Lenin's method

rakesh bhandari djones at uclink.berkeley.edu
Sat Sep 28 12:41:42 MDT 1996

>From Louis:

>. I hate to break the news to you, but unless
>we start achieving the theoretical and political maturity of Lenin, we
>will not achieve socialism. Lenin spent most of his time studying
>government statistics, not the Grundrisse.

This is ridiculous, the *Grundrisse* was not available to Lenin.

Maybe we would have been saved all the intimidating calls to read Hegel's
*Logic* if the *Grundrisse* had been available to Lenin and he had argued
that the failure of the Second International was a consequence of a failure
to read and understand Marx's own work, not Hegel's.

 (At any rate, the claim that Lenin, who read Hegel's Logic during WWI,
would ever immerse himself in statistics without always deepening his
knowledge of theory and categorial analysis is simply absurd--do you think
Lenin would have scoffed at works such as TA Jackson's  *Dialectics*
[1937]and Tony Smith's  *Logic of Marx's Capital* [1990], two very
different works from two very different periods,  as useless exegeses?)

Moreover, based on their reading of the Grundrisse, theorists such as
Antonio Negri and Moishe Postone are now arguing that Lenin may have got
Marx wrong.

Moreover,  Lenin himself based his crisis theory on Volume II of *Capital*,
it seems--see the discussion of the consequences of this in both Walter
Daum's and Paul Mattick's work.

There is also the question of Lenin's own use of statistics.  Did he for
example exaggerate the export of capital to the colonial world due to bad
statistical work and thus perhaps exaggerate the convergence tendencies in
the capitalist world economy? In terms of theory, does Lenin provide a
satisfactory explanation for why capital  becomes over-ripe?
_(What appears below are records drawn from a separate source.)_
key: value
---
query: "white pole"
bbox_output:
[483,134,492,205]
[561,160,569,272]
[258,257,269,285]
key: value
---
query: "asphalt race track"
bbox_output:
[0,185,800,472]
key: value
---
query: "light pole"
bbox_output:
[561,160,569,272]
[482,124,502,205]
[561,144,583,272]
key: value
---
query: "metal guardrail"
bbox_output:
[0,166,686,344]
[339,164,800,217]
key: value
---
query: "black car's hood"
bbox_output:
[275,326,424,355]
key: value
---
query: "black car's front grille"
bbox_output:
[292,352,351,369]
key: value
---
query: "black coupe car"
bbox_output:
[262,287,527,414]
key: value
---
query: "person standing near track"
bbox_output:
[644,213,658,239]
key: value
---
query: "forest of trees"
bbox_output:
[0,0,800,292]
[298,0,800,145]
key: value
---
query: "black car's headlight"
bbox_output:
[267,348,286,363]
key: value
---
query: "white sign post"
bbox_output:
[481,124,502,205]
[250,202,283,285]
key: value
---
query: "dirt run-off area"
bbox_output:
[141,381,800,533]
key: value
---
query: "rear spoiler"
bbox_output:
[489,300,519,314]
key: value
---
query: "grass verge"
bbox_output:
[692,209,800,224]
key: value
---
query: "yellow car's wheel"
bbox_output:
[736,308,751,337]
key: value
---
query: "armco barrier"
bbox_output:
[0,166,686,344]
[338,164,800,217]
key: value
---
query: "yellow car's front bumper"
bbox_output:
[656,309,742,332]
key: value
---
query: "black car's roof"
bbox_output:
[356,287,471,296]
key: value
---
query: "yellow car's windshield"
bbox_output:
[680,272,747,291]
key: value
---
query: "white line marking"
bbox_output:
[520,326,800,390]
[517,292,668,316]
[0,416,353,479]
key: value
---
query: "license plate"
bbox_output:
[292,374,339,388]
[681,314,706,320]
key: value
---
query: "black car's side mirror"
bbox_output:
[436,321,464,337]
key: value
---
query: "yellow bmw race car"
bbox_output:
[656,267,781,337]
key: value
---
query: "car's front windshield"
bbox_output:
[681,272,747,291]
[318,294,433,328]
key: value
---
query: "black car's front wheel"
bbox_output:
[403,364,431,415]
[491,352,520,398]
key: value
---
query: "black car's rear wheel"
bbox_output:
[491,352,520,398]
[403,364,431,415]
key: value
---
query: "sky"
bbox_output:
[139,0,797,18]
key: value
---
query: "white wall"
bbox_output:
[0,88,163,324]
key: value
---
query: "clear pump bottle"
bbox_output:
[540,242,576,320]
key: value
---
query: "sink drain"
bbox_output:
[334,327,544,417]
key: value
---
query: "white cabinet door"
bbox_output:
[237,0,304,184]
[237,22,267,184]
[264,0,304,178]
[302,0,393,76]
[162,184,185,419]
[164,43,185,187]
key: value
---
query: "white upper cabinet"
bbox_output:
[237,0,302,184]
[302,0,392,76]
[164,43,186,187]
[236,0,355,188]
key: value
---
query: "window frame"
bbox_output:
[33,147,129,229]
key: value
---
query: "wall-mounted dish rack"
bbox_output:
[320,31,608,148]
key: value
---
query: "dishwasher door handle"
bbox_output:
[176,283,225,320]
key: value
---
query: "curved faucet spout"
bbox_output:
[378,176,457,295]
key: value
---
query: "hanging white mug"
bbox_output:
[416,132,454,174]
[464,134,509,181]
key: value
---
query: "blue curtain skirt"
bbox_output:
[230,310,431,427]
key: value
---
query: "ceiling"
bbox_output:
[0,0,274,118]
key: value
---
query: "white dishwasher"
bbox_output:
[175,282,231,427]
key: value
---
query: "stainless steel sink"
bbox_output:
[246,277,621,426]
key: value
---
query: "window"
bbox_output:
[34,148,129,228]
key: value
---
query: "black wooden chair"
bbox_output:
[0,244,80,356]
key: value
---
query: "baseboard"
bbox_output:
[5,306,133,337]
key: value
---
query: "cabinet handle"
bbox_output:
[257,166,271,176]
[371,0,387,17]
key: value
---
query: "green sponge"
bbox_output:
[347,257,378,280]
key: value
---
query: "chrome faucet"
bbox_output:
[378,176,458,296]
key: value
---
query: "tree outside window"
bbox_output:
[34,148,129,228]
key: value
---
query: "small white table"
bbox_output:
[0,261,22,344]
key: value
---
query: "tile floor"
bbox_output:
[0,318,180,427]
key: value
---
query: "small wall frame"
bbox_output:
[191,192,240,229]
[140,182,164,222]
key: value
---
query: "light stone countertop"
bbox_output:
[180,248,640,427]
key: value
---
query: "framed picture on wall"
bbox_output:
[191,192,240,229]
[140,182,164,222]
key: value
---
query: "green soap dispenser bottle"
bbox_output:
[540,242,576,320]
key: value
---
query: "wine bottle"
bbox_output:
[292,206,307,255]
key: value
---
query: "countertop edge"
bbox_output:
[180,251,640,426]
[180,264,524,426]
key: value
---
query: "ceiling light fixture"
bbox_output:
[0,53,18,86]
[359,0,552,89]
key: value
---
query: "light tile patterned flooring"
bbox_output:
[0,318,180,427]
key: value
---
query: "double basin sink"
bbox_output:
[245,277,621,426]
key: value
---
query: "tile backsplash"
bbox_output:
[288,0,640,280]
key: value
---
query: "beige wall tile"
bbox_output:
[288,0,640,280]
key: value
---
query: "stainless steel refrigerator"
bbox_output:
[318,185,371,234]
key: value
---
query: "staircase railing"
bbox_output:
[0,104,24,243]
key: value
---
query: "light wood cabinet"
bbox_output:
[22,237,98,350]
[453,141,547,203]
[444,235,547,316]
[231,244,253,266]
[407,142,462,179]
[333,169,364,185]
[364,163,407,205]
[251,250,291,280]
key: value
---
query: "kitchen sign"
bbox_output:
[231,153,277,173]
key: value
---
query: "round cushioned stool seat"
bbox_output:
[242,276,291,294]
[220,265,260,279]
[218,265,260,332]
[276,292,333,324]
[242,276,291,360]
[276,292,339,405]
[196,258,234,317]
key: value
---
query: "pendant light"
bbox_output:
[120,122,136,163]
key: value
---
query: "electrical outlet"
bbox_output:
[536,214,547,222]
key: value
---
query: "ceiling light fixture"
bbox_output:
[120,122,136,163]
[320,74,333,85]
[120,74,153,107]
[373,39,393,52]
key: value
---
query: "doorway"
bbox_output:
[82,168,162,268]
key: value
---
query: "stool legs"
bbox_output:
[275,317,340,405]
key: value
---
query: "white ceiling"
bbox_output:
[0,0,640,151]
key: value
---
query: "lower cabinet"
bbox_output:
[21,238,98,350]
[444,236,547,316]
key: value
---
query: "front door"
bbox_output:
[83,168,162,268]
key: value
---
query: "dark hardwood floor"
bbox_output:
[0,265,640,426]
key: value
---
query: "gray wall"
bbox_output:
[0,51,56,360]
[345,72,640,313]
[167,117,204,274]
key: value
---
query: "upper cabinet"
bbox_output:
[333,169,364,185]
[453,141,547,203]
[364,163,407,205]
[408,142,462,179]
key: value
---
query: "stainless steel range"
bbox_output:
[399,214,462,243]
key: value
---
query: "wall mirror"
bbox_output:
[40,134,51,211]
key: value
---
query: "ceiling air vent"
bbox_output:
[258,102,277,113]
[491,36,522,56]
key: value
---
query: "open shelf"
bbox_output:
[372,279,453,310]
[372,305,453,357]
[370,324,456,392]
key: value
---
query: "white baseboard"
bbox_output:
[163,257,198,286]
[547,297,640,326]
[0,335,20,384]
There are many deeper questions here--for example about the nature of
statistics and their relation to state projects for the management of
populations (see *Demystifying Social Statistics*. London: Pluto, 1980;
Lorenz Krueger, 1990. The Probability REvolution. MIT) and about the
inability of statistical analysis to illuminate some of the most oppressive
conditions which labor faces--for example the intensification of labor. In
fact this can be hidden by reference to upward movements in the real wage.